Decía don Antonio Machado –poeta y mártir- que partir era morir un poco (…pero morir era partir demasiado   –completaba su estrofa el maestro) Y yo, ya he hecho expresa manifestación de que no he partido mucho y, añado a ello, que la mayor parte de las veces, lugares y personas han partido de mí más que yo de ellos -lo cual puede ser una doble muerte si bien se contempla la reflexión.
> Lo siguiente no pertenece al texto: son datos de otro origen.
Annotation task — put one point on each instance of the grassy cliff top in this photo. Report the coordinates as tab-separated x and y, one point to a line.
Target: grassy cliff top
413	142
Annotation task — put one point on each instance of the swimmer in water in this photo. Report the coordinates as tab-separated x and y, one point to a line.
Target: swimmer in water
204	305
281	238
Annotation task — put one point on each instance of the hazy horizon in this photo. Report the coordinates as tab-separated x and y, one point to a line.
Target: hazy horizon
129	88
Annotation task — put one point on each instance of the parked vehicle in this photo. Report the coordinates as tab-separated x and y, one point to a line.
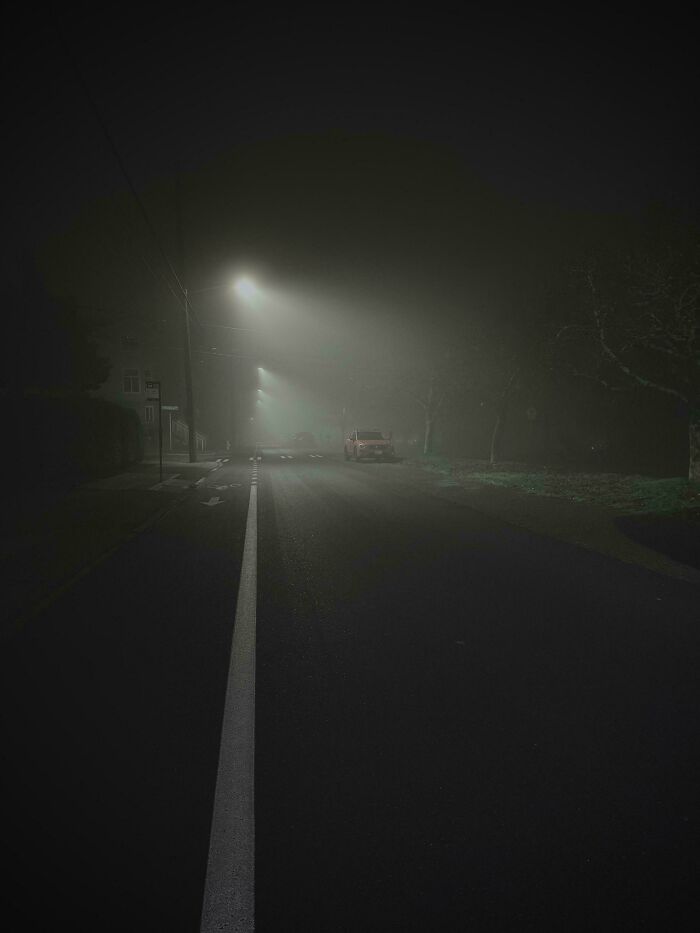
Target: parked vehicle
368	445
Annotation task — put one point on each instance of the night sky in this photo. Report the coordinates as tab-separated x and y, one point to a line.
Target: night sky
410	168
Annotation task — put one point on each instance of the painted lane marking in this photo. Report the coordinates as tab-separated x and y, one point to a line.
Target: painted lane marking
229	890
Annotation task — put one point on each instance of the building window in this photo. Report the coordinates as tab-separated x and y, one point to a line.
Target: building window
131	381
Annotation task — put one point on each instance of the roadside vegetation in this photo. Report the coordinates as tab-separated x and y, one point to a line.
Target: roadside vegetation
629	494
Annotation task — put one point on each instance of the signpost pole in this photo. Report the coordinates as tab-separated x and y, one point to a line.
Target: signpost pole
150	386
160	432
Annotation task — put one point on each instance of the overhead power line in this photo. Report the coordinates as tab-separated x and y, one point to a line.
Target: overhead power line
183	298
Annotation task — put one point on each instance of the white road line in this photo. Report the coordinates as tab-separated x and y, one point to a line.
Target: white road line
229	891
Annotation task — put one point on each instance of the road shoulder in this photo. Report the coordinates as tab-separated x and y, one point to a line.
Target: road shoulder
584	524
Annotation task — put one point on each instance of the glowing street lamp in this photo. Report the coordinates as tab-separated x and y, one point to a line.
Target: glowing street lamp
246	289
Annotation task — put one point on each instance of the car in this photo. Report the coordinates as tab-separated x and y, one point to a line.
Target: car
368	445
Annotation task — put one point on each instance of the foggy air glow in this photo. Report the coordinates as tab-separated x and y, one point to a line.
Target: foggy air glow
246	289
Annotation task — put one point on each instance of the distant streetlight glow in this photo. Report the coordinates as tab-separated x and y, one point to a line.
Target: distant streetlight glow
246	289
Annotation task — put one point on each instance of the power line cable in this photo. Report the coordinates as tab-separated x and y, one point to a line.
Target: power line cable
184	300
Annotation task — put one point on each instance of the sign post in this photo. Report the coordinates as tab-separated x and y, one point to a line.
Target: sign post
170	409
154	386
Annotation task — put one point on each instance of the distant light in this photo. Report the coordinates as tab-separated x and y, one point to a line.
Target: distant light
246	289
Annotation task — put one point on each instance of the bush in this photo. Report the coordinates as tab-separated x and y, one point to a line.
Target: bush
75	438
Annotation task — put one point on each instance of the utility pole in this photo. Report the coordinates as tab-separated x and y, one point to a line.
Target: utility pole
192	436
189	395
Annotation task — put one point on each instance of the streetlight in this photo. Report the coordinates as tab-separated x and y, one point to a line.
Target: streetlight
246	289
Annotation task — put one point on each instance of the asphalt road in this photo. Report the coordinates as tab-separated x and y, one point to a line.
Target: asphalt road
459	724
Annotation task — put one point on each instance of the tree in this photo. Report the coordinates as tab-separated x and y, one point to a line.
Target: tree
638	323
48	345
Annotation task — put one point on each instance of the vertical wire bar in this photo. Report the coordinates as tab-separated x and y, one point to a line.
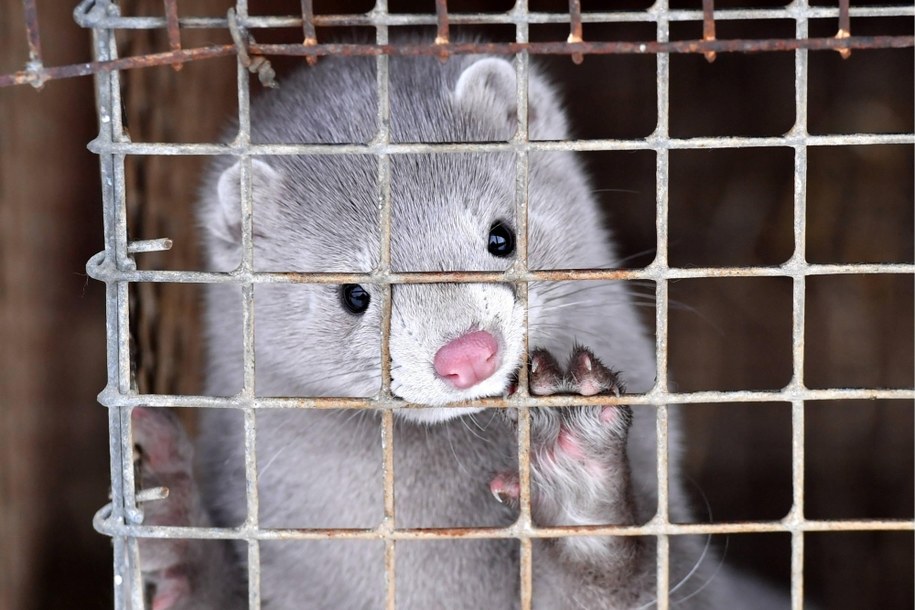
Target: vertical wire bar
123	261
171	26
575	31
383	136
662	177
521	139
30	16
844	27
441	17
249	391
799	265
109	122
310	36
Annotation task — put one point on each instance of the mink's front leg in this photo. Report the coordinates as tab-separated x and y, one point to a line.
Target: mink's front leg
580	476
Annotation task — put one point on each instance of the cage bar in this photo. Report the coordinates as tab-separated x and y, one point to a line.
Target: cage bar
122	518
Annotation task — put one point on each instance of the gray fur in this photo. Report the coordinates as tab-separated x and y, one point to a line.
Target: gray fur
323	468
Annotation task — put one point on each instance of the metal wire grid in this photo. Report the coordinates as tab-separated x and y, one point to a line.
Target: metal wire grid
122	518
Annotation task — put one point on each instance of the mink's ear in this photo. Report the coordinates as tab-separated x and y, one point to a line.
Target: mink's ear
225	221
488	90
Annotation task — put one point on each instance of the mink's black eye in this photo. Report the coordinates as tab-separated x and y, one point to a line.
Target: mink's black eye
355	298
501	240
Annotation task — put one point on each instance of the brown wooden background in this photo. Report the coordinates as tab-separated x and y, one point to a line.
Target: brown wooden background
727	208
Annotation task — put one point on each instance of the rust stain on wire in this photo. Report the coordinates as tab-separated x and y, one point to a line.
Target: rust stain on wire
174	34
38	76
258	65
575	33
708	26
441	19
31	26
844	28
310	36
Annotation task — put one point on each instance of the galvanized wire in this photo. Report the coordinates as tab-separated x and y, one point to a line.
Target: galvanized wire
122	518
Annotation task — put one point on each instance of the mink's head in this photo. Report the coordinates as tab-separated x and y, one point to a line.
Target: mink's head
450	211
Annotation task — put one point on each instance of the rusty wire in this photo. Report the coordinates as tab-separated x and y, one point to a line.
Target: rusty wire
122	518
36	74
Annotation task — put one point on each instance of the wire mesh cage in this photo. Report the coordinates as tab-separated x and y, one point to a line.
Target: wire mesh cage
660	137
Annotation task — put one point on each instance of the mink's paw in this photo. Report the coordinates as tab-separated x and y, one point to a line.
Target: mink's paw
579	468
163	458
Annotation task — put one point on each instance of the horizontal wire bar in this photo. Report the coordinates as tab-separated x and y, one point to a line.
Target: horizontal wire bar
508	18
650	143
99	270
112	528
37	75
110	398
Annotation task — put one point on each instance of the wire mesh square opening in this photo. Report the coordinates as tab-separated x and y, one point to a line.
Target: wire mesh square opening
396	535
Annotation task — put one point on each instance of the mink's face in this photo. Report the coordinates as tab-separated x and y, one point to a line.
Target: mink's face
450	211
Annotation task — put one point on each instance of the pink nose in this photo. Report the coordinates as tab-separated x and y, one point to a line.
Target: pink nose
468	360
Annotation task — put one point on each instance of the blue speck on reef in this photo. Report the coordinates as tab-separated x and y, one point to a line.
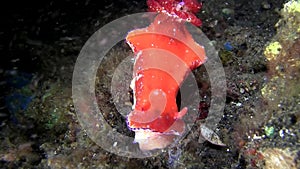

Con lo antedicho y, lo que pudo pasar por mi olvido -que me siento hoy tremendamente desordenado-, entenderá Señora que no derrame excesivas lágrimas tras su partida –acaso una o tres por eso de las apariencias. Cierto es que ha dejado tibio el lugar que le correspondía en mi tálamo y un algo de café molido sobre la mesa de la cocina. Cierto es que le deberé algunas decenas de besos e inciertos presentes de algún catorce de febrero. Así pues Señora, casi le agradezco el verla con la maleta que trajo vacía y que hoy llena con mis pertenencias –no se preocupe, son ésas que se puede llevar, por suerte atesoro otras que usted no podría arrebatarme…

Supongo que se habrá sentido usted oprimida por los largos silencios y escasas variaciones que me han acompañado en este tiempo que cruzamos juntos –ya le advertí que no era yo servidor de quimeras excesivas ni vociferante tenor de ecos apagados. Germiné del silencio, del silencio vivo y el silencio me alimenta. Sé hacer en silencio la mayor parte de las cosas que se le exigen a un ser humano –o a cualquiera de sus extensiones. Amo en silencio, digiero en silencio, defeco en silencio y en silencio duermo. Escribo sin partituras de fondo y leo –como buen anacoreta de biblioteca de arrabal- con el silencio untando las palabras. Si usted quería un urdidor de sueños artificiales se equivocó de malabarista. Soy torpe para dar compañía pero, aunque usted eso no pueda entenderlo, puedo ser –desde mi torpeza-un gran compañero.  Hoy se marcha y, con ello, volveré a morir dos veces. Pero no ha de obsesionarse por dejar inscripción alguna punzada en mi losa feligresa -pues anda ya ésta inundada con demasiados epitafios de agua. Sólo me queda desearle desde el rincón donde la amé -más de lo que usted supo descifrarlo- que tenga usted un buen día y un mejor mañana.